I haven't had a land line in about a decade.


----------



## AngieM2 (May 10, 2002)

I ditched land line about 1997 or 98. I was never at home to answer it, and would not return calls after about 9 or 10. And they charge for long distance.

It was more practical for me to have the phone with me.

And I remember on time around 1998 or 99, I was in Decatur AL WalMart looking at oil. My daughter on a mission trip that was coming back thru Paris, France called me and I answered. It still is mind boggling that I could be there and she could be in Paris and the call was better quality than any land line local or long distance.

I've never used land phone lines for internet.


----------



## ovsfarm (Jan 14, 2003)

I have never heard a cell phone with the quality as clear as a land line. May just be too much interference in my area, but it's no contest in terms of quality of sound. Also, Many times my power goes out or something goes wrong with the cell tower, but my land line still works fine.

If I had to drop one and keep the other, there'd be no contest - I'd ditch the cell in a heart beat and keep the land line.


----------



## Jaclynne (May 14, 2002)

chickenista said:


> I have a deal something like that. I seldom watch the tv. Don't count on it staying that price. My bill has crept up to over $170 per mo. I'm thinking I'll drop the land line and tv. I just need a more user friendly cell ph first.


----------



## wes917 (Sep 26, 2011)

I have had a land line for my dsl service only for the last 7 years, can't say I miss having a land line.


----------



## unregistered29228 (Jan 9, 2008)

I'd ditch our land line in 5 seconds if we had good cell coverage. But make sure you can get good enough signal on your cell phone before you leap. We can only use Verizon for cell phones out here, and even then there are dead areas.


----------



## mnn2501 (Apr 2, 2008)

Have not had a land line for about a decade. They are absolutely worthless in my personal opinion. Don't get me wrong, I'm not the type that has his face and thumbs buried in a smart phone. I just like the ability to take my phone with me where ever I go.


----------



## Jim-mi (May 15, 2002)

Mostly because of all the negative's that I read here about sat for internet----very limited band with . . . .and super high prices ($170 just posted) . . I keep the line for DSL
Where I live, there is no Cable . . no options for internet . .except for highly overpriced sat dish . . . . 
I just will not pay ($170) a month thank you.
My tracphone is mostly just for emergency's


----------



## Vosey (Dec 8, 2012)

We haven't had a landline in over 10 years. I totally agree with sidepasser. I often have my phone on just vibrate, check it once in awhile, call people back when I feel like it. DH never answers his unless its me. My MIL was here a while back, when one of our phones would ring she'd grab it and run it to us, "your phone's ringing!". It drove her nuts that we didn't care. 

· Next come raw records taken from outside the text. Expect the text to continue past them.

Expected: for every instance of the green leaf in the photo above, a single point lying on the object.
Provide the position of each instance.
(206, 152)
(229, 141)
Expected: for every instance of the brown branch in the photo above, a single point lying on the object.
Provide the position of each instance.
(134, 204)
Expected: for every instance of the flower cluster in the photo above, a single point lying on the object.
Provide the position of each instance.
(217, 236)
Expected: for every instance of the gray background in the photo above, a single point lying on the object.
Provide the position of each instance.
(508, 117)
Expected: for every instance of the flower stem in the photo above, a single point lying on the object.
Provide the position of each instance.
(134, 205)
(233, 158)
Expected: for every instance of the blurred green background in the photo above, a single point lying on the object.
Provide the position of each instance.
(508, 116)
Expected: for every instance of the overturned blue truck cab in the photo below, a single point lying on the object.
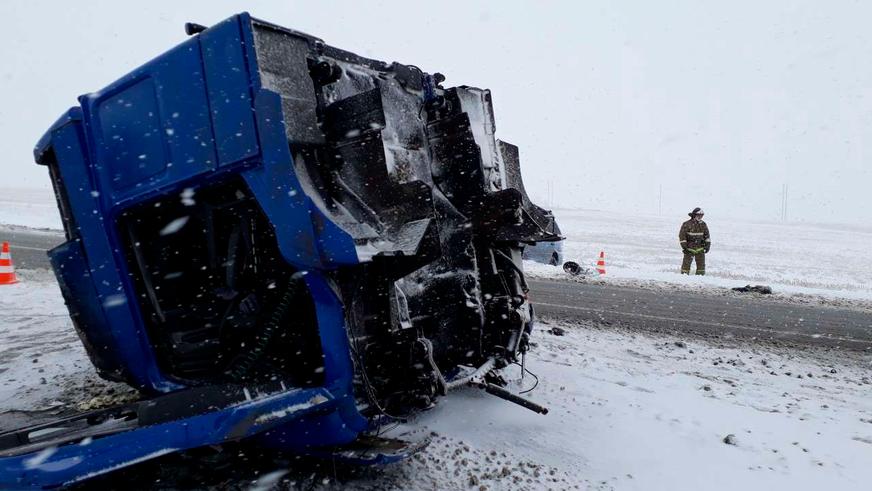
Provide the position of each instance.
(276, 240)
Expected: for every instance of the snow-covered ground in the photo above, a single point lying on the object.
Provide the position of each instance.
(799, 260)
(628, 410)
(833, 261)
(35, 208)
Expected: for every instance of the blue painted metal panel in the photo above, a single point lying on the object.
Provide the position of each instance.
(78, 461)
(156, 117)
(188, 118)
(105, 263)
(227, 81)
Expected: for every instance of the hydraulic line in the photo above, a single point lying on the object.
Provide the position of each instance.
(242, 364)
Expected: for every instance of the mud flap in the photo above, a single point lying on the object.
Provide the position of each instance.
(371, 450)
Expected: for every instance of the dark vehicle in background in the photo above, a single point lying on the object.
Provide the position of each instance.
(550, 252)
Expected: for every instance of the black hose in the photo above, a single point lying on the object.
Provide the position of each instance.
(243, 363)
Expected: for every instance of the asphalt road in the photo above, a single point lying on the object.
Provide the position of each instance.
(656, 310)
(28, 247)
(681, 311)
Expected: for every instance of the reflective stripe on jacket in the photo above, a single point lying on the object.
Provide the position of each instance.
(694, 234)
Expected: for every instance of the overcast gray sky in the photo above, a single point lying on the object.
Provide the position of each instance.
(720, 103)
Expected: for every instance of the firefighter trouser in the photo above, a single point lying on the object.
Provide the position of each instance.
(700, 263)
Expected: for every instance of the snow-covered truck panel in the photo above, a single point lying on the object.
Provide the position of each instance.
(256, 207)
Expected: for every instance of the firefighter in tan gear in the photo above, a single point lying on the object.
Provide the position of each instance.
(695, 242)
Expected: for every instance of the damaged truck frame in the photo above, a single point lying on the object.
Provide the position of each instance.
(276, 240)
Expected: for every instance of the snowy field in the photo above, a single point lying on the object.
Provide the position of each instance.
(833, 261)
(629, 410)
(830, 261)
(35, 208)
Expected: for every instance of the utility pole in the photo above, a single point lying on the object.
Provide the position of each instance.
(784, 202)
(660, 202)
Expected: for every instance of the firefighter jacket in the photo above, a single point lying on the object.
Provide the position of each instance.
(694, 236)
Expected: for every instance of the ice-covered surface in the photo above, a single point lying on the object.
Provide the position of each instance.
(833, 261)
(629, 410)
(636, 411)
(43, 366)
(35, 208)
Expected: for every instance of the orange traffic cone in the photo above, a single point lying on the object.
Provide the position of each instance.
(601, 263)
(7, 270)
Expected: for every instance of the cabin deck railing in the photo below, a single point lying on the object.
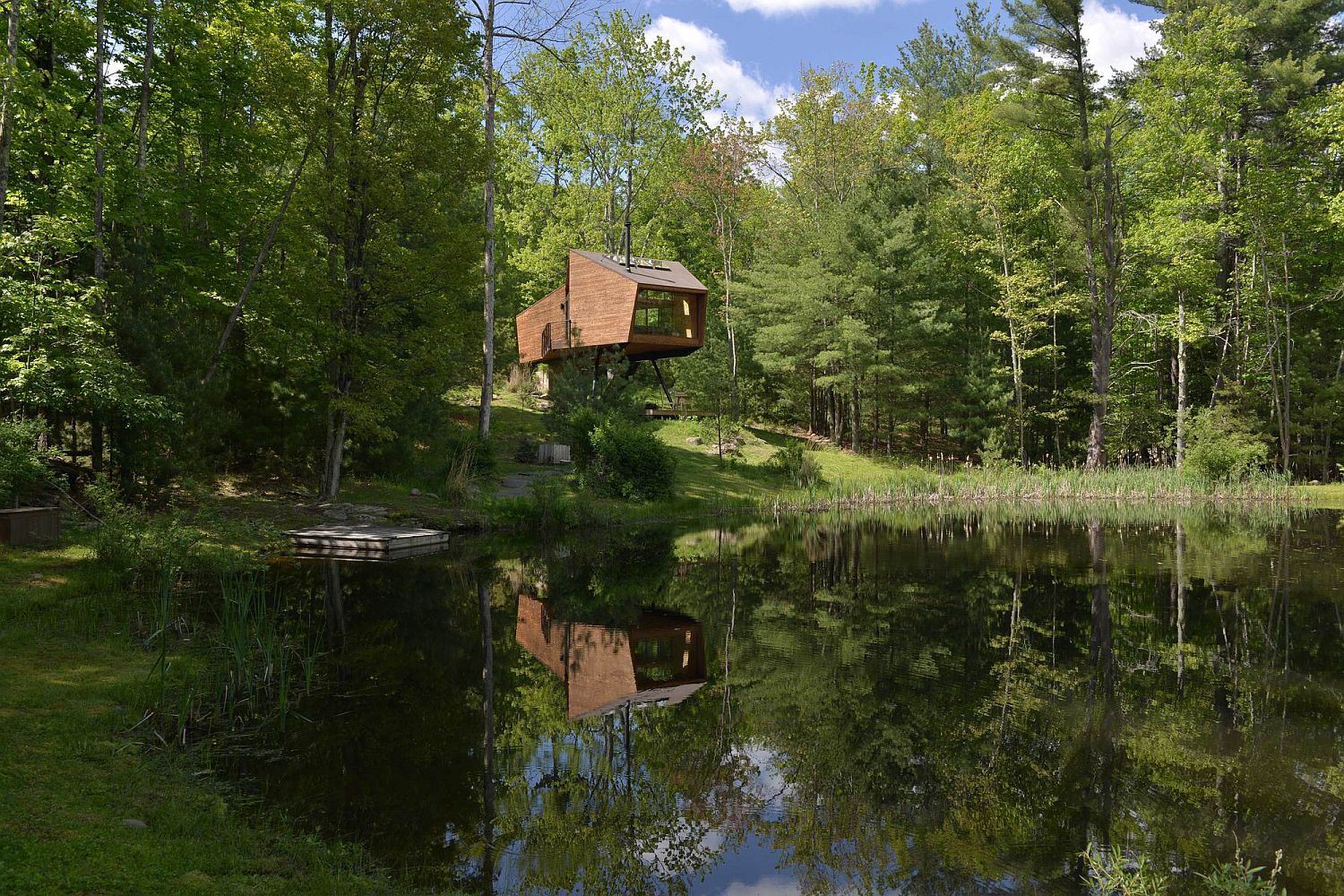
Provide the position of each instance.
(548, 340)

Anyway, the downside is that US cellular, the only service out here, changed out their tower and the signal is greatly decreased. Still works, but not always downstairs or in the back of the house. Outside is fine. And doesn't work in town anymore or pretty much 1 mile from our house unless you're headed towards civilization. There are people on the other side of town that no longer have any cell service. The rumor is that US Cellular is denying it's happened but is also not opening any new accounts out here.


----------



## belladulcinea (Jun 21, 2006)

Our landline is 35.00 a month, we get no telemarketer calls, but my husband started getting them on HIS business cellphone, I don't because of my tracfone which I have in case of emergency. I see the commercials for paying 60.00 a month for phones and just roll my eyes.


----------



## Win07_351 (Dec 7, 2008)

sidepasser said:


> A cell phone is a TOOL, you are not obligated to keep it on, turn it on, answer it or otherwise use it. Just enjoy the convenience, pay as little as possible for the service you desire and use it as a tool.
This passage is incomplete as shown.